Proposition 11.38 of Lee, Introduction to smooth manifolds states if $\gamma:[a,b] \mapsto M$ is a piecewise smooth curve segment, then the line integral of $\omega$ over $\gamma$ can be written as $\int_{\gamma} \omega = \int_{a}^{b} \omega_{\gamma(t)}(\gamma'(t)) dt$. He uses coordinates chart to prove it (chop it into segements such that each image is contained in an coordinate chart, and then compute it in the coordiante to prove), but why can't we do it directly like this ? $$\int_{\gamma} \omega = \int_{[a,b]} \gamma^* (\omega) = \int_{a}^{b} \gamma_t^*(\omega) = \int_{a}^{b} \omega_{\gamma(t)} \gamma'(t) dt$$
The third equality follows from the definition of pull-backs: $F_p^*(\omega)(v) = \omega_{F(p)} dF_p(v)$, so I don't really see the point of using coordinate charts ?
Probably because on page 288, the definition of a line integral is as follows (modified notation): given a one-form $\eta$ on $[a,b]$, if we let $t$ denote the coordinate on $[a,b]$ then we may express it as $\eta = f \, dt$ for some unique $f:[a,b] \to \Bbb{R}$. Then, we define $\int_{[a,b]}\eta := \int_a^b f$, where the LHS is a new symbol where we're defining the integral of a one-form over $[a,b]$, while the RHS is the standard Riemann integral of a function $f:[a,b] \to \Bbb{R}$.
Now, to prove the theorem you have apply the definition, which means you have to be able to express $\gamma^*{\omega}$ as $f\, dt$. I guess the point of introducing the chart is to somehow convince you that $f(t) = \omega_{\gamma(t)}(\gamma'(t))$? Though this is pretty straightforward even without a chart.
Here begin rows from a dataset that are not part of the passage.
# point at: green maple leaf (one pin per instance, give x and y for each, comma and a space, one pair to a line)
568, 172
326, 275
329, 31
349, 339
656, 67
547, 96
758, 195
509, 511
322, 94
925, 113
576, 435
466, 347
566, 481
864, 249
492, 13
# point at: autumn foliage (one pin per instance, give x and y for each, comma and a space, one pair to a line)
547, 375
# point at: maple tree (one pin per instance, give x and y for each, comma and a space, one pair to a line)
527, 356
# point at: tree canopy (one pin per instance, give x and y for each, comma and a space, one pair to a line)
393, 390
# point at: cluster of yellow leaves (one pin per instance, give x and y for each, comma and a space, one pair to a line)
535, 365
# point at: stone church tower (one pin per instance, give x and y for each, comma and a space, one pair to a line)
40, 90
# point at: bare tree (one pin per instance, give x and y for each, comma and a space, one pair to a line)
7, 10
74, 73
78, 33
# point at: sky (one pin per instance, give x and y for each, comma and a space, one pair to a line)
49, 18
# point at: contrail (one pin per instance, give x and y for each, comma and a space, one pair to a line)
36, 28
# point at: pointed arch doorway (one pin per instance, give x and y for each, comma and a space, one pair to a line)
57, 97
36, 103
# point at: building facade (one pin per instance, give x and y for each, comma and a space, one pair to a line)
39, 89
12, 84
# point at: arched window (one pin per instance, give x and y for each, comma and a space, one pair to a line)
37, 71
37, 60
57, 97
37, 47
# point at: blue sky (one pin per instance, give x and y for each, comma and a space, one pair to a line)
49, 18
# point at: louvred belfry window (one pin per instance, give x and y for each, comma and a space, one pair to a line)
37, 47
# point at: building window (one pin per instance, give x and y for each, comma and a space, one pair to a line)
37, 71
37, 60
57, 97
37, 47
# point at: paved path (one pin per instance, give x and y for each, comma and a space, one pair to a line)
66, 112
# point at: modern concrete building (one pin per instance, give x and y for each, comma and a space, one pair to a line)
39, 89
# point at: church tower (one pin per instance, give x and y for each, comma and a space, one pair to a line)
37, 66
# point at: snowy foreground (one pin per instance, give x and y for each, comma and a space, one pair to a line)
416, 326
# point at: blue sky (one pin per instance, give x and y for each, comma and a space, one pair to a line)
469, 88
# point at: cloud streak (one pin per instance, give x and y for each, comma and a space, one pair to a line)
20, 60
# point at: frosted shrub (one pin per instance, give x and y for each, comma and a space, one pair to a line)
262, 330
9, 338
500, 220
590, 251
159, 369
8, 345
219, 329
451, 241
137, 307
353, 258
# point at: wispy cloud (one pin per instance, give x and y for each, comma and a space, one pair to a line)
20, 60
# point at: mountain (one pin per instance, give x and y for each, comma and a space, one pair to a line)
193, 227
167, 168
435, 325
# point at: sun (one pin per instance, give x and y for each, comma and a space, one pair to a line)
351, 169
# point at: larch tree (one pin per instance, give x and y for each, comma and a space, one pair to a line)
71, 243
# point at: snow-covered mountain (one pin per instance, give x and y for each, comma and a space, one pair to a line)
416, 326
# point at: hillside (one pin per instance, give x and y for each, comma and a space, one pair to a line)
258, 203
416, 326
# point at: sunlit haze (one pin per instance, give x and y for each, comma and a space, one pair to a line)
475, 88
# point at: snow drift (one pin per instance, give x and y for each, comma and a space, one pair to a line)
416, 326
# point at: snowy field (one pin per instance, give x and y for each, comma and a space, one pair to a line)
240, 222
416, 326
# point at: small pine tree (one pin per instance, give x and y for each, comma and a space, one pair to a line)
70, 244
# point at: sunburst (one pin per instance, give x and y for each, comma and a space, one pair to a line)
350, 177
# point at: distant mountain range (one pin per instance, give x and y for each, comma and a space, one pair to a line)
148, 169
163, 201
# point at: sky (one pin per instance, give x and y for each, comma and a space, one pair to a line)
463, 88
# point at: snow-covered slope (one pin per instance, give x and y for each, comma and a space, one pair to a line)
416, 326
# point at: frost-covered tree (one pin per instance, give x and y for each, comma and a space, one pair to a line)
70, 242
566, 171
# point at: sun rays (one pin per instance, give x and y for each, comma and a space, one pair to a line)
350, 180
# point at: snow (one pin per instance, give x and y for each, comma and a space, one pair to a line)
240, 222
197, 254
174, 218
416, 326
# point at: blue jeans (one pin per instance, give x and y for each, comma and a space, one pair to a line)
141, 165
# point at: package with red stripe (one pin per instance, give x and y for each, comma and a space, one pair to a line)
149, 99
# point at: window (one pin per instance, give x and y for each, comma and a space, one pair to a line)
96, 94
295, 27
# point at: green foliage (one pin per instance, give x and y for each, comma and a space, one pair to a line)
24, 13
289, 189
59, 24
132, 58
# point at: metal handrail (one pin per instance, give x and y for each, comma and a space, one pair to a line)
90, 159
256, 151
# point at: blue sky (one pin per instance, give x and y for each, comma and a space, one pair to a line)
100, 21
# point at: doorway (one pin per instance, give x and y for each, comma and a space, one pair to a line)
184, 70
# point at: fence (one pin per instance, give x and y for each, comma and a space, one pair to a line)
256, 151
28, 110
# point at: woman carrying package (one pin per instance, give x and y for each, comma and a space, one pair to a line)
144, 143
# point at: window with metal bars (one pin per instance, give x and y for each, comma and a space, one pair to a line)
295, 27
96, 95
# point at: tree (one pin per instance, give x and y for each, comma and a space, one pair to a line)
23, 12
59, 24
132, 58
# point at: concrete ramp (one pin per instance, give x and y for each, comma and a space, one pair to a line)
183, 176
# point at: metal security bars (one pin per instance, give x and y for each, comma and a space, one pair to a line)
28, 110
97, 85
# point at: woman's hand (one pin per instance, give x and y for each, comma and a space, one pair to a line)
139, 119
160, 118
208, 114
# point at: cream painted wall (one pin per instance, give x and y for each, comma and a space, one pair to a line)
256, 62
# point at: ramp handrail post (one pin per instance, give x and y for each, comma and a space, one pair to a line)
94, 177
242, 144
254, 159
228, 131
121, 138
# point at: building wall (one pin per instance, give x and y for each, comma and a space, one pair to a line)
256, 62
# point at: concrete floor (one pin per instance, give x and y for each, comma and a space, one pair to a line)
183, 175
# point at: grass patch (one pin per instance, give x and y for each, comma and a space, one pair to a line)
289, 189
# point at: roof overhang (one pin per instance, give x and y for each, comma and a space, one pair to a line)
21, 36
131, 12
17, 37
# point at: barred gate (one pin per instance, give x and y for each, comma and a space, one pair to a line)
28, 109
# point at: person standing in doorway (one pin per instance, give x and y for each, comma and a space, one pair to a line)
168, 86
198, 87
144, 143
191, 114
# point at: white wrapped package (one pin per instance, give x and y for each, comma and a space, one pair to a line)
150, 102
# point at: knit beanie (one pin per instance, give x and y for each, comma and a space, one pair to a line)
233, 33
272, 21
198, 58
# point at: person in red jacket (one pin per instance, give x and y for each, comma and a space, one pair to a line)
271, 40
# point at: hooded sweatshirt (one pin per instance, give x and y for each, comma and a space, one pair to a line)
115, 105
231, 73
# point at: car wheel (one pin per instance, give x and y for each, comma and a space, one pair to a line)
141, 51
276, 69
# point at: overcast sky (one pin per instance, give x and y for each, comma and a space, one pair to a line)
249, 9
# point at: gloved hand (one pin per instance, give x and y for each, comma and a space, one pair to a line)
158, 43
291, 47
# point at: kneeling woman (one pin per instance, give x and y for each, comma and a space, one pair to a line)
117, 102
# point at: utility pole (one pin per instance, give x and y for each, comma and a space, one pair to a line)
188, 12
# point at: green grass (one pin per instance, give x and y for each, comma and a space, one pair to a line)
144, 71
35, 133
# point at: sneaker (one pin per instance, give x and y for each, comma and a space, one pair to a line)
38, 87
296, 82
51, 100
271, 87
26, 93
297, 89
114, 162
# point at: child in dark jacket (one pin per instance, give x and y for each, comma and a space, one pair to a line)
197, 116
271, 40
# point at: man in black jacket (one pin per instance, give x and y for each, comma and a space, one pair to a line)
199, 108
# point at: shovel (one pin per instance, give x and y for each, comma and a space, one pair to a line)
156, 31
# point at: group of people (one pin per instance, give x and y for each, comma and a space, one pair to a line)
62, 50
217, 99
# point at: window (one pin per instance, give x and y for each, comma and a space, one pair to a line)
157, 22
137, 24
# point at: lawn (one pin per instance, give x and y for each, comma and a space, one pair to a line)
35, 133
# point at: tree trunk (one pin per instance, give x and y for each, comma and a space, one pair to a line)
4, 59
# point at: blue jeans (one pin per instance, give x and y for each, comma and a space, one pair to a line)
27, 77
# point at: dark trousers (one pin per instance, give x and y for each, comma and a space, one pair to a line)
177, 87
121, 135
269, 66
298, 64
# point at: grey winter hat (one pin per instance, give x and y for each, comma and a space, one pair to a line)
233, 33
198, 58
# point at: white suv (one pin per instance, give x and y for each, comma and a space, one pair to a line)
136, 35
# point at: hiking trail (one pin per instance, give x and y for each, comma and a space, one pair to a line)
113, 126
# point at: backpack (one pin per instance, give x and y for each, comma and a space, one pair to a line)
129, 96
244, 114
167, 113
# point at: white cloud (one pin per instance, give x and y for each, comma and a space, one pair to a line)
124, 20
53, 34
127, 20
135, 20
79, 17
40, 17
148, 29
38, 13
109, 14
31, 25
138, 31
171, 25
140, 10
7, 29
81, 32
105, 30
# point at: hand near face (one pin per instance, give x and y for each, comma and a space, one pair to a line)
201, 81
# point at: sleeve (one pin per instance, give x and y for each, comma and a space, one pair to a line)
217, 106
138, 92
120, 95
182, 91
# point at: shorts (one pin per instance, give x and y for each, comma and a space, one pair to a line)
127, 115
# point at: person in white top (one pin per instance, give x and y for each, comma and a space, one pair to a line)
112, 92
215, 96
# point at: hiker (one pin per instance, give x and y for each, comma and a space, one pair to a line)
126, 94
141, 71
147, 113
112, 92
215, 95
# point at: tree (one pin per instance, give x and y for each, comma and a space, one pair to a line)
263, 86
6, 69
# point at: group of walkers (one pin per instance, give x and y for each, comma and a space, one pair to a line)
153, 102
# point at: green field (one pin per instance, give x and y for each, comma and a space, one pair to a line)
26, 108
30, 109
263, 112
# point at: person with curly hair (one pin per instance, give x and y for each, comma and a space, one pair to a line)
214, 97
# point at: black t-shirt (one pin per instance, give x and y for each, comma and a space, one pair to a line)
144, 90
For $t \in [a,b]$, let $e_t = \dfrac{d}{dt}\bigg|_t \in T_t\Bbb{R}$ denote the "unit tangent vector" corresponding to the element $1 \in \Bbb{R}$, but regarded as a tangent vector under the isomorphism $\Bbb{R} \cong T_t \Bbb{R}$. Then, $(dt)_t(e_t) = 1$ (here, I'm of course using $t$ to mean both the base point and also the standard identity coordinate function on $[a,b]$... hopefully it's not too confusing). So, \begin{align} f(t) &= f(t) \cdot (dt)_t(e_t) \\ &= (f\, dt)_t(e_t) \\ &= (\gamma^*\omega)_t(e_t) \\ &= \omega_{\gamma(t)}\left( d\gamma_t(e_t)\right) \\ &= \omega_{\gamma(t)}\left( \gamma'(t)_{\gamma(t)}\right), \end{align} where in the last line, I use the notation $\gamma'(t)_{\gamma(t)}$ to mean the tangent vector in $T_{\gamma(t)}\Bbb{R}^n$ corresponding to the vector $\gamma'(t) \in \Bbb{R}^n$ under the isomorphism $\Bbb{R}^n \cong T_{\gamma(t)}\Bbb{R}^n$.
Note that the argument I presented above only works for smooth $\gamma$. For piece-wise smooth $\gamma$, just chop up $[a,b]$ appropriately into finitely many pieces, and apply this argument on each piece.